At our movement, the bird stopped preening and took off. Aspen shook her arm loose and started after it, balancing lightly as she walked across the coalition of roots and fallen branches. It was, loosely, the direction we had come from, though veering a bit to the right. I checked behind us, and followed, scraping bark off the collapsed tree with my boots as I straddled it to climb over. The ground on the other side was in a sharp decline, my sister stumbling through it behind the downward arc of the woodpecker. I pursed my lips, and swung my other leg over, trying to ease off.

I slipped, my boot catching on mud, and tumbled forwards, gracelessly joining them in their descent.

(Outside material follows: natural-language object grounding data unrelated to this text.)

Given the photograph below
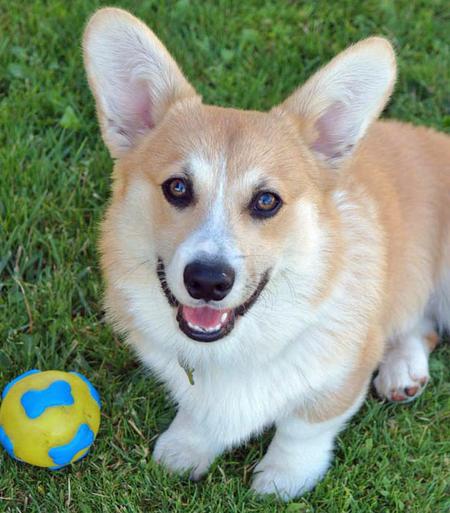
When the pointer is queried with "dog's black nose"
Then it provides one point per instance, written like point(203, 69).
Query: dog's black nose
point(210, 281)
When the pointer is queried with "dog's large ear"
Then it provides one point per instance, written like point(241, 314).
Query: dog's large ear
point(132, 75)
point(337, 104)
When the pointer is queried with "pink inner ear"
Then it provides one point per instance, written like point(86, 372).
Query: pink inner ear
point(133, 108)
point(142, 106)
point(335, 132)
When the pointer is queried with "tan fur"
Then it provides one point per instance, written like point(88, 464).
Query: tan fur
point(399, 171)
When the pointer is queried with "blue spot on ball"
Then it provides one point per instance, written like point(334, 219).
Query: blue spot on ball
point(64, 454)
point(35, 402)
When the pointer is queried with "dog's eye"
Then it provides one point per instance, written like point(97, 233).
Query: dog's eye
point(178, 192)
point(265, 204)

The dust at the base of the incline was packed hard, and I found myself catching my breath as I pushed myself up into a crouch, eyes tracing the bird, where it had come to rest on the arm of a nearby tree. The branch curved elegantly, offshoots stretching upwards in human fingers. I rolled to a sitting position, and blinked, my eyes tracing to the side.

There was a face in the trunk, and the curves of a body, human and familiar.

This section of trees had already been tapped. A spigot was crudely affixed to the wood, drummed in by a careless mallet just at the naval. It occurred to me, then, why the unevaporated sap looked so much like blood.

Woodpeckers are cavity nesters, my sister had said. The one we had followed into the forest flapped, and then came to rest in the hollow of our mother’s chest.